A metro system for Amman? With the proper planning, the idea might not be as outlandish as you think.
On a few occasions this year, Amman’s mayor Akel Biltaji has expressed enthusiasm for an ambitious plan to construct a metro for the capital. He said the system would include seven to 10 underground stations and would connect Customs Square in southern Amman to the King Hussein Youth City (“Sports City”). Construction by Chinese companies could begin as early as 2025.
The idea of building a metro in the capital isn’t actually that new. The mayor’s statements and the figures he cites are at least partly derived from a 2010 feasibility study funded by a World Bank loan. The study came two-and-a-half years after the transfer to GAM of public transport planning and regulation authorities that fall within its boundaries and aimed at evaluating various rail alternatives suitable for the city (the bus rapid transit, or BRT, had already been slated for construction at the time).
The study recommended building a metro—as opposed to lower-capacity options, such as a light rail or tram—primarily based on expected ridership figures. It estimated capital costs to reach an average of JD140 million per kilometer, according to information published by GAM. A 10-kilometer line would, therefore, cost JD1.4 billion in 2010 prices. That’s a lot of money.
Statements like the mayor’s are bound to create a buzz. Metro systems are attractive; trains are viewed more favorably than buses as they project a more modern image of a city or country and generally provide a better quality of service. I’ve personally spoken to many people who’ve expressed such a notion to me, suggesting various alternatives to the BRT now under construction. “Why didn’t they build a tram?” they would ask, or “What about an elevated train connecting Amman’s hills?” That’s leaving aside the inevitable comparisons made to Dubai’s successful metro.
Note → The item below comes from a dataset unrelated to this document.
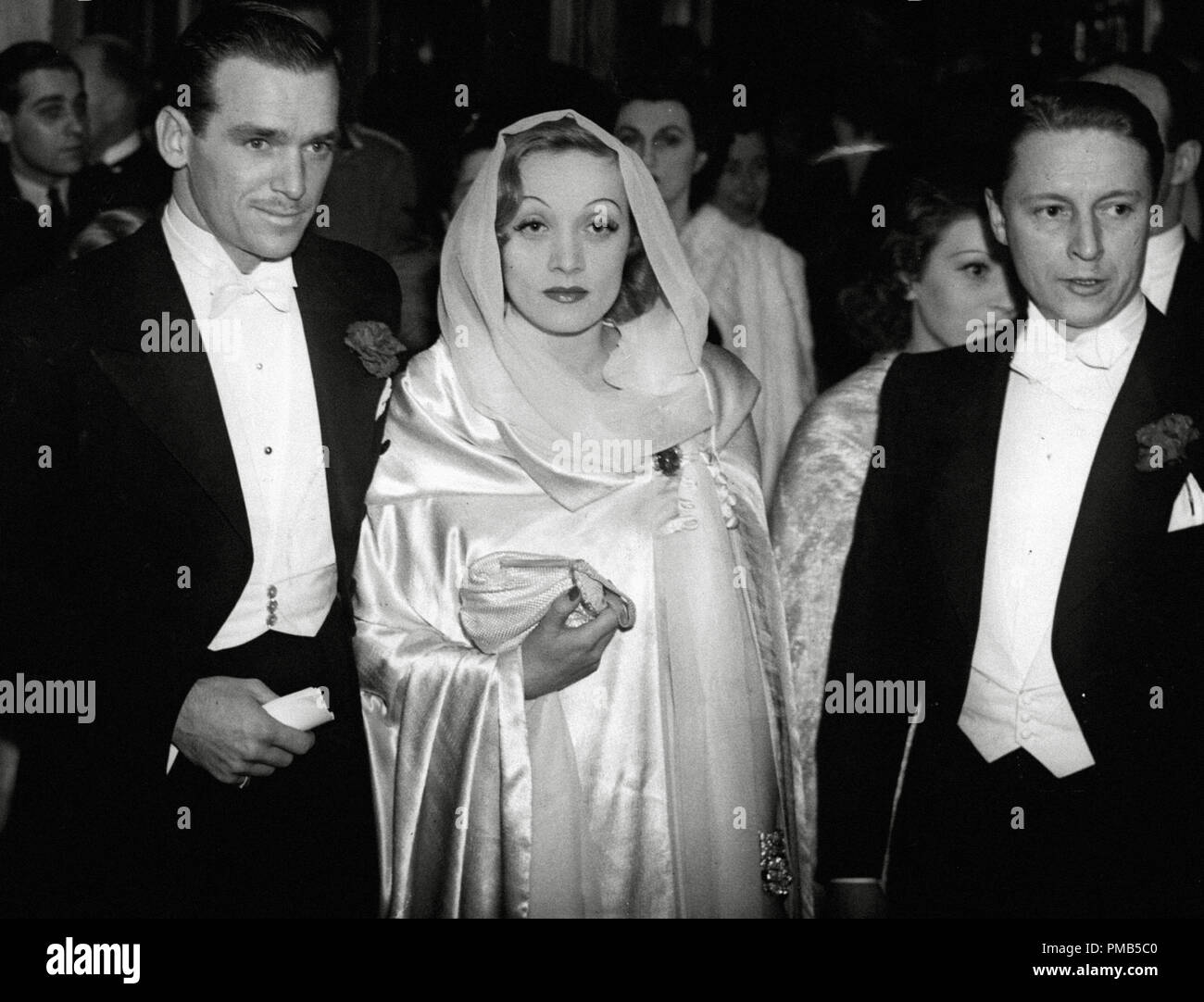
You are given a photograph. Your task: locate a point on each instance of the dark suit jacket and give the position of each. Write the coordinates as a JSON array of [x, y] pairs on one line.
[[1127, 613], [143, 180], [143, 484], [1185, 308]]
Few can argue with the fact that Amman needs a modern public transport system that runs on its own, dedicated lines. It’s unacceptable that a city of over 4 million people relies solely on private cars—mostly running with single occupancy—and a conventional public transport system that shares the same road space with regular traffic.
The question of which technology (or technologies) should be adopted for such a system is complex. It’s not as simple as choosing trains because they are faster or look nicer. It involves looking at factors such as capital and operating costs, future demand levels, land uses and densities, construction methods, topography, economic feasibility, and the potential commercial viability (for a private sector operator, for example).
With each of these factors, the lines aren’t always clear. Take demand, for example. The Amman BRT is expected to carry somewhere between 5,000 and 10,000 passengers per hour per direction (pphpd)—coming at the lower end of what BRT can achieve, given roadway capacity constraints in Amman. On the other hand, TransMilenio, the BRT system in Bogotá, Colombia which runs along four lanes with high capacity, very frequent buses, carries up to 40,000 pphpd. That’s a capacity higher than what’s achieved by many metro systems worldwide (the London Underground, for example, has a capacity of 30,000 pphpd). I’m not suggesting BRT be adopted across the board. Rather, I’m highlighting the complexity of the question at hand.
Generally, I believe Amman’s topography and urban form require a combination of solutions that form a hierarchy (a concept on which I had written a few months ago in this column): small, low-capacity vehicles such as serveeces and vans to serve the hilly neighborhoods with narrow roads and relatively low densities; conventional buses to serve corridors with medium-level demand; BRT to serve medium-to-high-demand corridors that can accommodate bus lanes (such as Queen Rania Street or the newly constructed Abdoun Corridor); and a limited light rail or metro network —with a combination of underground, at-grade, and elevated portions—serving areas with exceptionally high future demand and where it is required to traverse through hills or dense, congested areas with narrow roads such as downtown.
Another dimension that makes the choice of technology all the more complex is political will and the capacity of the political system to carry out different projects. If the fiasco that ensued the BRT—which is just high-capacity buses running on wheels—is any indication, then a huge undertaking such as a metro will be very hard to push through.